25447 Industrial Blvd. Hayward, CA 94545

Smoked Fish: A Simple Science that Hits the Spot

Smoking fish has been around for thousands of years. Originally, people used it as way to preserve the meat. Today, seafood lovers can create a unique, rich, smoky flavor right at home, and with dozens of varieties available year-round from Pucci Foods, preservation is not a concern. Those mouth-watering smoky delicacies can go straight from the smoker to the dinner plate. 

While any fish can be thrown in the smoker, the rule of thumb is to stick to fattier fish, because they will absorb more of that distinctive flavor. Salmon, Kingfish, Tuna and Herring are great options. 

Below are a few smoked fish brines to try out this Spring. Keep in mind that in addition to brining you should also season the fish before you smoke it. Leave the skin on, so the smoky flavor can better infuse the meat. And while most types of wood will work, alder or fruit woods are tried and true choices that come recommended by the experts. 

Sweet, Savory and a Hint of Heat


  1. 2 Quarts water
  2. 1 cup brown sugar
  3. 1 cup apple juice
  4. 1/2 cup salt
  5. 1 cup soy sauce
  6. 3/4 teaspoons fresh ground black pepper
  7. 1/4 teaspoon onion salt
  8. 1/4 teaspoon garlic powder
  9. 4-5 dashes hot sauce 


  1. Combine all of the ingredients and stir to dissolve.
  2. Brine your fish for 6-8 hours in thin chunks or average filets. Brine longer for whole fish in the refrigerator.
  3. Remove the fish from the brine and place on your smoking racks with air circulating around them.
  4. This brine makes enough to cure 12-15 three pound trout or salmon.
  5. Set your smoker at 200 degrees and let it smoke for 2 hours so the fish reaches an internal temp of 160 degrees F. The fish should hold this temp of 160 degrees F for at least 30 minutes.

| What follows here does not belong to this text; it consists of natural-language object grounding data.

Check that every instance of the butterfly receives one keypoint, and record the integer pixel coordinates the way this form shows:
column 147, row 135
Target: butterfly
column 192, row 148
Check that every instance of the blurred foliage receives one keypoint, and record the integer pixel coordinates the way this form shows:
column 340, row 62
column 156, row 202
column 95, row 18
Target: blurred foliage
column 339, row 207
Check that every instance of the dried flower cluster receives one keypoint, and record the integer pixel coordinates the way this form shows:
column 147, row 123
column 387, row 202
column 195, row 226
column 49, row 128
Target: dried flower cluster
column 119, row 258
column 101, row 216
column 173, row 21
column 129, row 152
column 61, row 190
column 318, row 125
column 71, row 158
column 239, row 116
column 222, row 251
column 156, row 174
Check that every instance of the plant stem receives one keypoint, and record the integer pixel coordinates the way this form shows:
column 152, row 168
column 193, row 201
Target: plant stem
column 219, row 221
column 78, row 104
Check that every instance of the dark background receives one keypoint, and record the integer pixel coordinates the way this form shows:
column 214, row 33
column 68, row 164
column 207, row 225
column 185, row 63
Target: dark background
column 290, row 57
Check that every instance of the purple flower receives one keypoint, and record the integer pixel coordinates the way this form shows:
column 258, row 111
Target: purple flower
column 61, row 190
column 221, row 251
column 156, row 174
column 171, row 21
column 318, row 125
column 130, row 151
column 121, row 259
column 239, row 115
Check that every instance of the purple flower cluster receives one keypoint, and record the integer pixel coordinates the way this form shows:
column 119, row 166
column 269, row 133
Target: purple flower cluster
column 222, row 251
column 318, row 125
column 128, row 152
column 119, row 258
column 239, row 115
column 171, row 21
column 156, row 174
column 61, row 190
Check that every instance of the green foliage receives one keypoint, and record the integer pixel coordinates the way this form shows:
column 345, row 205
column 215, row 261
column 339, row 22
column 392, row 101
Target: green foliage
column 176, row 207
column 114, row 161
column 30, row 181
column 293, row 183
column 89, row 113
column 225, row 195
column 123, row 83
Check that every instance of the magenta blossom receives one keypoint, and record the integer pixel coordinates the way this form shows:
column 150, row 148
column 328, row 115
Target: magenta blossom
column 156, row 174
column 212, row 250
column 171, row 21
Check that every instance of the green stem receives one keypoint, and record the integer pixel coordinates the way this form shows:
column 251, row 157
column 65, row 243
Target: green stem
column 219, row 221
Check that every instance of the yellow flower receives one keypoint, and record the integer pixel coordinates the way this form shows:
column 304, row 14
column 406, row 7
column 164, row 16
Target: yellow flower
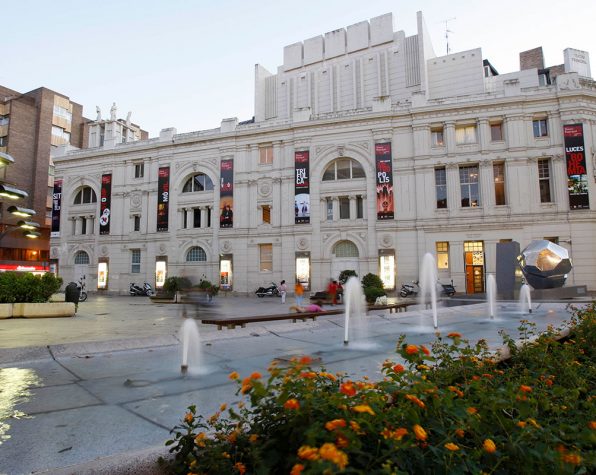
column 489, row 446
column 419, row 432
column 363, row 408
column 308, row 453
column 329, row 451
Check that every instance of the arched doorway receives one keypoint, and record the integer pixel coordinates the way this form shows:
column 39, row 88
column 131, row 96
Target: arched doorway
column 344, row 256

Adapted from marinatemebaby.com

Simple Smoking Brine


4-5 pound fillets, skin on

4 cups warm water

1 cup soy sauce

¾ cup brown sugar

¼ cup sea salt

¾ tablespoon powdered garlic


  1. Mix ingredients together in a large bowl until sugar and salt are dissolved. Let cool to room temperature. Pour the brine over fillets, making sure they are covered.
  2. Cover and marinate in the refrigerator for a minimum of 6 hours.
  3. Remove fillets from brine, pat dry with paper towels.
  4. While your smoker heats, arrange fish on racks and let dry for about an hour or until a glaze forms on the surface of the fish.

Adapted from charbroil.com

The Ultimate Adaptable Brine


  • 5 pounds salmon, trout or other fish
  • Birch or maple syrup for basting
  • 1 quart cool water
  • 1/3 cup kosher salt
  • 1 cup brown sugar
  • Feel free to add things, like bay leaves, chiles, thyme, garlic or minced onion


  1. Brine the fish for 4-8 hours, depending on size.
  2. Take your fish out of the brine and pat it dry. Set the fillets on your cooling rack, skin side down. Let the fish dry for 2 to 4 hours (or up to overnight in the fridge). You want the surface of the fish to develop a shiny skin called a pellicle. This is one step many beginning smokers fail to do, but drying your cured, brined fish in a cool, breezy place is vital to properly smoking it. The pellicle, which is a thin, lacquer-like layer on top of the fish, seals it and offers a sticky surface for the smoke to adhere to. Don’t worry, the salt in the brine will protect your fish from spoilage.
  3. Smoke your fish. Start with a small fire and work your way up as you go. Start the process between 120°F and 150°F for up to an hour, then finish at 175°F for a final hour or two.
  4. Baste the Fish. After an hour in the smoker, baste the fish with the birch or maple syrup; do this every hour.
  5. Once your fish is smoked, let it rest on the cooling rack for an hour before you put it in the fridge. Once refrigerated and wrapped in plastic, smoked fish will keep for 10 days. If you vacuum-seal it, the fish will keep for up to 3 weeks. Or freeze your fish for up to a year.